This study focuses on minimizing fuel consumption of a fuel cell hybrid tram, operated with electric power from both the fuel cell stack and the energy storage system, by optimizing energy distribution between distinct energy sources. In the field of fuel cell hybrid system application, dealing with real-world optimal control implementation becomes more important. Some ‘online control’ strategies optimize energy management by measuring the current battery’s state and planning for future cycles. However, its dependence on stochastic processes remains a limitation for adapting ‘online control’ even when driving in the same way. In order to optimize energy distribution robustly during the tram’s repetitive cycle operation, we develop a practical control map with a fuel cell hybrid tram simulation model and conduct energy distribution. The control map is based on a mathematical equivalent consumption minimization strategy (ECMS) equation reflecting the characteristics of the fuel cell stack and electric cells.
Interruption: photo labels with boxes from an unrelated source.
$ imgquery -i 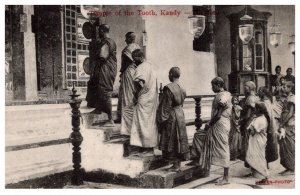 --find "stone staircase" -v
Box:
[5,99,210,187]
[81,114,210,188]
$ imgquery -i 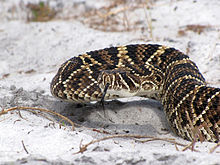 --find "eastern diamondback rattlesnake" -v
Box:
[51,44,220,142]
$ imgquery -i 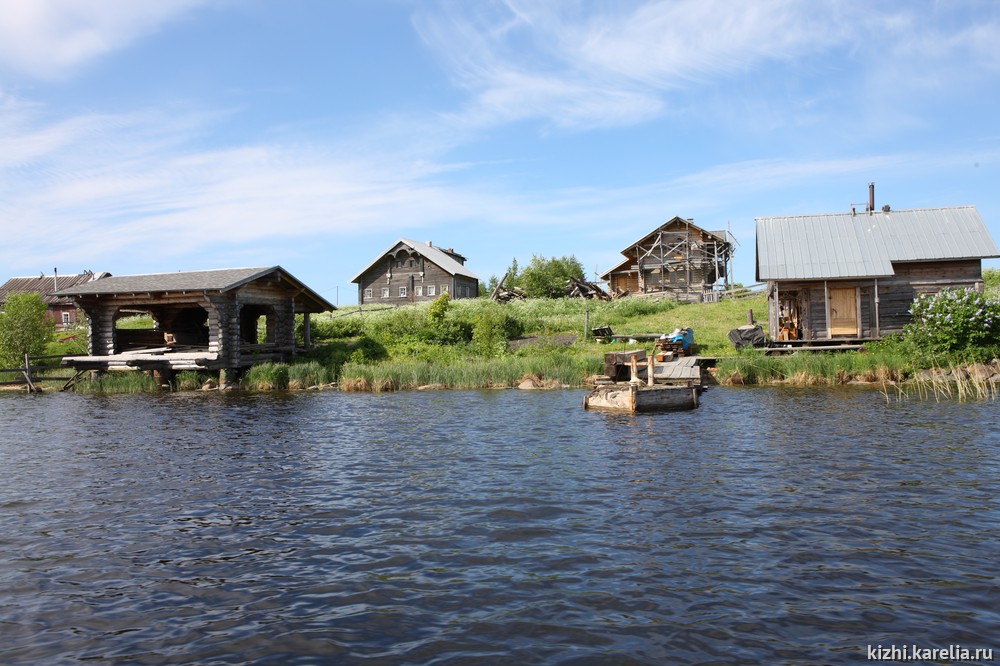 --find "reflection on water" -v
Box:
[0,388,1000,664]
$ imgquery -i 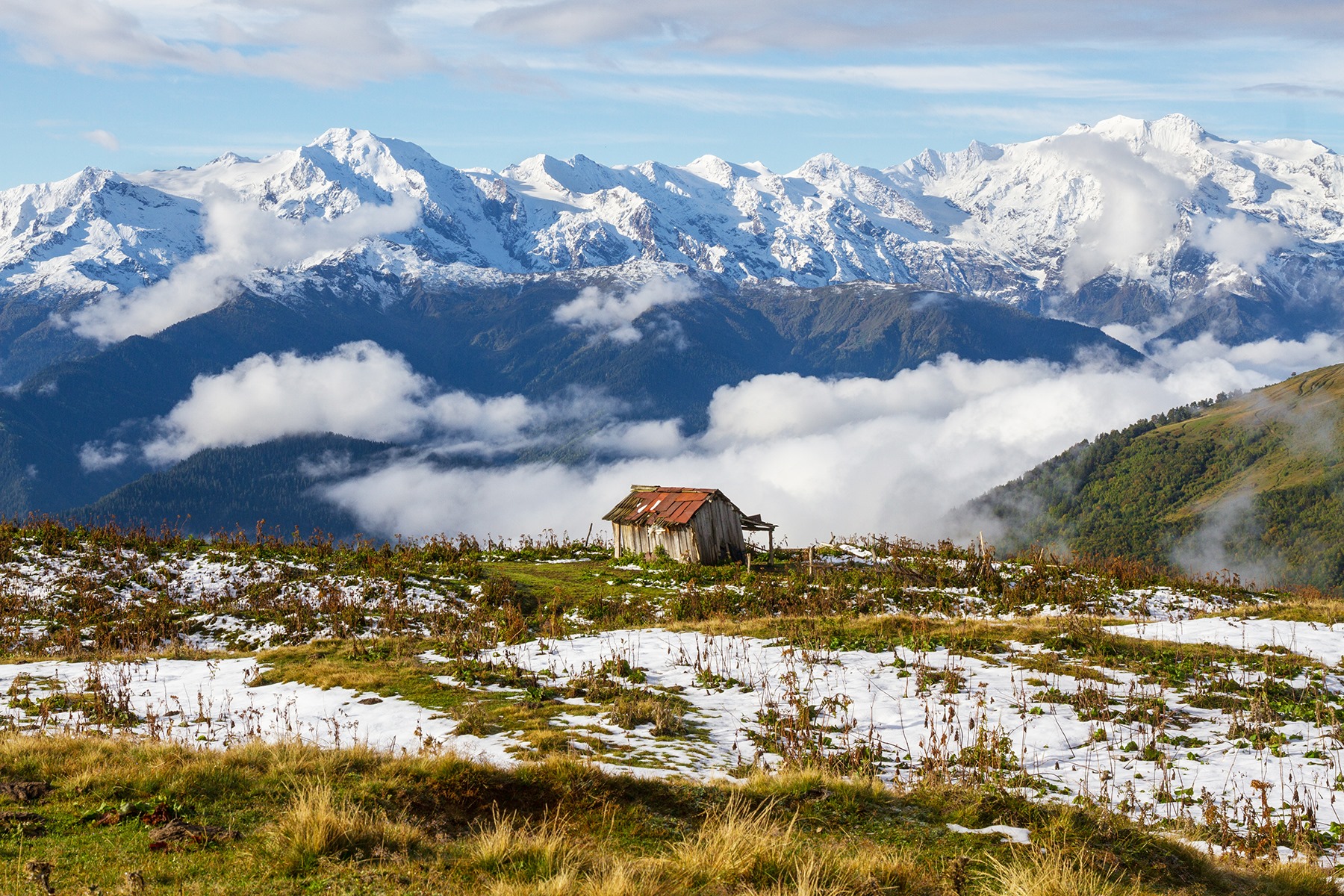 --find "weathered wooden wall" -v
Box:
[612,523,700,563]
[691,501,747,563]
[612,501,747,563]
The comparison of fuel consumption with another practical control strategy optimized for a specific railway cycle shows that the suggested map-based optimal control achieves a reduction in fuel consumption while satisfying a boundary condition.

Suggested Citation

  • Jaekwang Jung & Dongeon Kim & Liyue Yang & Namwook Kim, 2024. "Optimal Energy Management Strategy for Repeat Path Operating Fuel Cell Hybrid Tram," Energies, MDPI, vol. 17(7), pages 1-12, March.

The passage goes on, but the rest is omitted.